Sub-domain or Sub-directory?
You’ve got a lot of content. Your site is as wide as it is deep. Do you do sub-domains or stay with the traditional sub-directory structure? Conventional wisdom in SEO circles for some time has been to go with sub-domains if you have enough content to justify them. If you don’t, stay with sub-directories.
I don’t recall seeing any official search engine comments on the issue, at least not until a post last night by Adam Lasnik in the Google Webmaster Help discussion group. Says Adam:
I’d recommend thinking of subdomains more as separate islands; let’s just say that if there’s just one page (rather than a set of pages with good content) at location.example.com, that’s not gonna look too great.
Note, however, that many sites rank well on both sides of the fence… those using primarily subdomains and those using primarily folders. For those Webmasters who already have a successful implemention using one or the other, I’d be loathe to change it. For those folks starting out / doing a major rewrite, I’d probably lean towards the folders unless the volume of quality content per section is substantive.
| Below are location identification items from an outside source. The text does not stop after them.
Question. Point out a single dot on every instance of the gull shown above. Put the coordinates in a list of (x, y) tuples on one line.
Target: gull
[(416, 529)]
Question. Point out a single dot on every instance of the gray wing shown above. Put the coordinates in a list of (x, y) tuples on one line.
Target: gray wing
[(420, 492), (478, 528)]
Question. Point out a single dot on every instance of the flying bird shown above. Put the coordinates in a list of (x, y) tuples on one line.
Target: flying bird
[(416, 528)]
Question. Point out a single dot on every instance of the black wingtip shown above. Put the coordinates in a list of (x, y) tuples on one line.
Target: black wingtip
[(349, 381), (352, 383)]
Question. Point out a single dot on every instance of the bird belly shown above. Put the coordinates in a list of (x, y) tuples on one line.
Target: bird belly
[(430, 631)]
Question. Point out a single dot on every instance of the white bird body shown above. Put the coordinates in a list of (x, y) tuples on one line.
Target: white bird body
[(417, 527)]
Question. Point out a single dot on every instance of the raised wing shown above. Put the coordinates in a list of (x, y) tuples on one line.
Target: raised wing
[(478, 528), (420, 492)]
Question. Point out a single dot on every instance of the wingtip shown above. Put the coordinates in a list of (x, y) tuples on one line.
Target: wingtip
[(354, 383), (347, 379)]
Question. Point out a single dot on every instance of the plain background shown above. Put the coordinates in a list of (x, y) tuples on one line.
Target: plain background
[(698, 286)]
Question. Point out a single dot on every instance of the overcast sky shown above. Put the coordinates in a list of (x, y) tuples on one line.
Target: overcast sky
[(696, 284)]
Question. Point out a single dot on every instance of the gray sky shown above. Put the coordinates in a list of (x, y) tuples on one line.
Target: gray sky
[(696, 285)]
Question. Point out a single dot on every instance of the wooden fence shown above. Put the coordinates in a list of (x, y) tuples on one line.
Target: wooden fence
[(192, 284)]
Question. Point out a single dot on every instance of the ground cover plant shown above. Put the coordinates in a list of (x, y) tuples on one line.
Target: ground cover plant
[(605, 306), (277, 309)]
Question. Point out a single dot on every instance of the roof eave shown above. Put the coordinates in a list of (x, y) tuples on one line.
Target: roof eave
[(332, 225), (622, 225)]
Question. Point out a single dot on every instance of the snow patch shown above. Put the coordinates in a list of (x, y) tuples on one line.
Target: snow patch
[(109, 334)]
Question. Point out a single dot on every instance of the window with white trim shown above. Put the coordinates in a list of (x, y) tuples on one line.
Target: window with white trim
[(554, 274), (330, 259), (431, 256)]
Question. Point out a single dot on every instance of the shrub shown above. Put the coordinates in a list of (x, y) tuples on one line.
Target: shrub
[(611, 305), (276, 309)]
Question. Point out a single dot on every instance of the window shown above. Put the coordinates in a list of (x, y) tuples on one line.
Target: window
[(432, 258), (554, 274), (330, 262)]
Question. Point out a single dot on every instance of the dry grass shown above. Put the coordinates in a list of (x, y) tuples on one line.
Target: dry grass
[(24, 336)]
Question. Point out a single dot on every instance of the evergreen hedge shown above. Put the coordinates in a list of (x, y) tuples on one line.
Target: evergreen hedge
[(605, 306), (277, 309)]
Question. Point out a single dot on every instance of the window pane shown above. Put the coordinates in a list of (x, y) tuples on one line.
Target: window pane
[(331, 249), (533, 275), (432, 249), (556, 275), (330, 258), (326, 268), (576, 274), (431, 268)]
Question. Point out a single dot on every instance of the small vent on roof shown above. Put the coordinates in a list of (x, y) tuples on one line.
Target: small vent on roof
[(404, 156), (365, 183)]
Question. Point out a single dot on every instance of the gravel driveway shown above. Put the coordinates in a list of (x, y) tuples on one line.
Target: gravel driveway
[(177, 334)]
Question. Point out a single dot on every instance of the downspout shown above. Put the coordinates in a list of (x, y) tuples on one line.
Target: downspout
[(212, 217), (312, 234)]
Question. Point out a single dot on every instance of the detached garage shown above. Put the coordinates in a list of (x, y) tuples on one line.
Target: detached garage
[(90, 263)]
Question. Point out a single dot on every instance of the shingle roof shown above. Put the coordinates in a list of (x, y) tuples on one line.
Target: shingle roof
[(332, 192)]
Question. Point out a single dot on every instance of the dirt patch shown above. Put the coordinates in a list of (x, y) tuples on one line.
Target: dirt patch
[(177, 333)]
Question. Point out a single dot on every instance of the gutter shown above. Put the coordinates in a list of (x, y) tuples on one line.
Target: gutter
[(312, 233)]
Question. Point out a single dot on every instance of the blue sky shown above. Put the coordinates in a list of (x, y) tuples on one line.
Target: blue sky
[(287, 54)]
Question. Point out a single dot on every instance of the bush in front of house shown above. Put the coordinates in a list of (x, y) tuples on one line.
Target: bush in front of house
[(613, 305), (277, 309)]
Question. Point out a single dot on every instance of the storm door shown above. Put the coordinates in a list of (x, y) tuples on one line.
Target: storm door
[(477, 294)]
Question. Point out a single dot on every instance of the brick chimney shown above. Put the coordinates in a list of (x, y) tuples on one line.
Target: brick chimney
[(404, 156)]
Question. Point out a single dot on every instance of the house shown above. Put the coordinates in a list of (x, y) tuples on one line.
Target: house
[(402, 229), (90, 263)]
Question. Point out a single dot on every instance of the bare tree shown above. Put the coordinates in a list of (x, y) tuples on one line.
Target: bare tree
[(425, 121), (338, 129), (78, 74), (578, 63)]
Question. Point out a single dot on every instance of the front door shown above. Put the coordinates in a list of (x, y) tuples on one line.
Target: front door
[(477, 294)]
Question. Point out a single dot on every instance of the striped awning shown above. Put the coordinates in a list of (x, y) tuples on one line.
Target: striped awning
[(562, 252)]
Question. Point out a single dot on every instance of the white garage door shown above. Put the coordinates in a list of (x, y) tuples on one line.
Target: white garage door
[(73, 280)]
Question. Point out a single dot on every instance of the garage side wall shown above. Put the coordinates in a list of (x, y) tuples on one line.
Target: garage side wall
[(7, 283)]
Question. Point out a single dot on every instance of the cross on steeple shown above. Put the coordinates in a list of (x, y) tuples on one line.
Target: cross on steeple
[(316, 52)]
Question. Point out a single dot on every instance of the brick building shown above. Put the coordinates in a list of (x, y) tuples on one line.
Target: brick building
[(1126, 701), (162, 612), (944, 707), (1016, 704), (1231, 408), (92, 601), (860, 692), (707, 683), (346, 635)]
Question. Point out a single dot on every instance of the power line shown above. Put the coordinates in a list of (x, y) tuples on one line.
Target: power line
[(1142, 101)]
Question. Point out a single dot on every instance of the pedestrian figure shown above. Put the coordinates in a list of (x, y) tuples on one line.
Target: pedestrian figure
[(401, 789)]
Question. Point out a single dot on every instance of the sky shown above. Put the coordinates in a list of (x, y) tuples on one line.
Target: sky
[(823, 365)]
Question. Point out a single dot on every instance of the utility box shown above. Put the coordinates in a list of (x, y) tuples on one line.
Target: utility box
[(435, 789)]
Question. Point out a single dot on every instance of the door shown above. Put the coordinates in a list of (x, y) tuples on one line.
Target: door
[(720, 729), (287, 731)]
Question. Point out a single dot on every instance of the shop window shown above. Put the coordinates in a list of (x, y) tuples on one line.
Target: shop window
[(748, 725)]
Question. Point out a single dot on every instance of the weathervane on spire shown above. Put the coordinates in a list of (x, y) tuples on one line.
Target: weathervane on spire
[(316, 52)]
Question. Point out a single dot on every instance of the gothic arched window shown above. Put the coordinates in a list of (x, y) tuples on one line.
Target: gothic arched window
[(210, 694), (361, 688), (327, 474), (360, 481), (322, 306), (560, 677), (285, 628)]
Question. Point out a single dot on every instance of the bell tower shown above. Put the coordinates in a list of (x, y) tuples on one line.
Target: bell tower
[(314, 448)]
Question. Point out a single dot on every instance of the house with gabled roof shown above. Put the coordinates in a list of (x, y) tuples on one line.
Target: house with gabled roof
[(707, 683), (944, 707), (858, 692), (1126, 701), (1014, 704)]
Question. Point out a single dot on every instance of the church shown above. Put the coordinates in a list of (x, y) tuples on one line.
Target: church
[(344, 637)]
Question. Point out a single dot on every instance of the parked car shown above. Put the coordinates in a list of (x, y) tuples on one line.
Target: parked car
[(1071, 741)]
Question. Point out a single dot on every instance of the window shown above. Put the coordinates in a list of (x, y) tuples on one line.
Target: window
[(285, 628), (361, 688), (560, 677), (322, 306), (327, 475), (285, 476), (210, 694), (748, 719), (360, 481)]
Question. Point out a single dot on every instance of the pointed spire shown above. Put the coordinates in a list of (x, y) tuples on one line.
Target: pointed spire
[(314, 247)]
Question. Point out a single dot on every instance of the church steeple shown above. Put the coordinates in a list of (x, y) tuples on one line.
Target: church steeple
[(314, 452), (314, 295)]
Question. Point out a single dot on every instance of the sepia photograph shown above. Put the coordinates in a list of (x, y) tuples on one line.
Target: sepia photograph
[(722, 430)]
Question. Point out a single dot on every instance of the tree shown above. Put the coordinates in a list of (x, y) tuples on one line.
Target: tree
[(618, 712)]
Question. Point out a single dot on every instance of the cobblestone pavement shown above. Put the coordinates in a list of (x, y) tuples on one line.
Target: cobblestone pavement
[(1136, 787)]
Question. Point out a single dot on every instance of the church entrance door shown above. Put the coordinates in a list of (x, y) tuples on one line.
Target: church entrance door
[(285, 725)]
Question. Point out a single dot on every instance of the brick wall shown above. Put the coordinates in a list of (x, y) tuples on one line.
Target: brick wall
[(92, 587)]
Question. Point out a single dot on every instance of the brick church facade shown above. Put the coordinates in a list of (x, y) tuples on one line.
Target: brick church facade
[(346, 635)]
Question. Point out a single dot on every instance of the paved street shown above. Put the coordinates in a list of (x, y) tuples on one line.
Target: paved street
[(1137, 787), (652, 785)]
So that pretty well confirms the conventional wisdom. I had a client last year where the debate was “sub-domain or brand new domain?” My suggestion was new domain, but in this client’s situation, it was pretty much a 50-50 split either way.
[tags]seo, subdomains, web sites, web site architecture[/tags]
We had the same discussion about 6 months ago and went with the subdomain approach. Was it the correct one? For our particular situation, yes.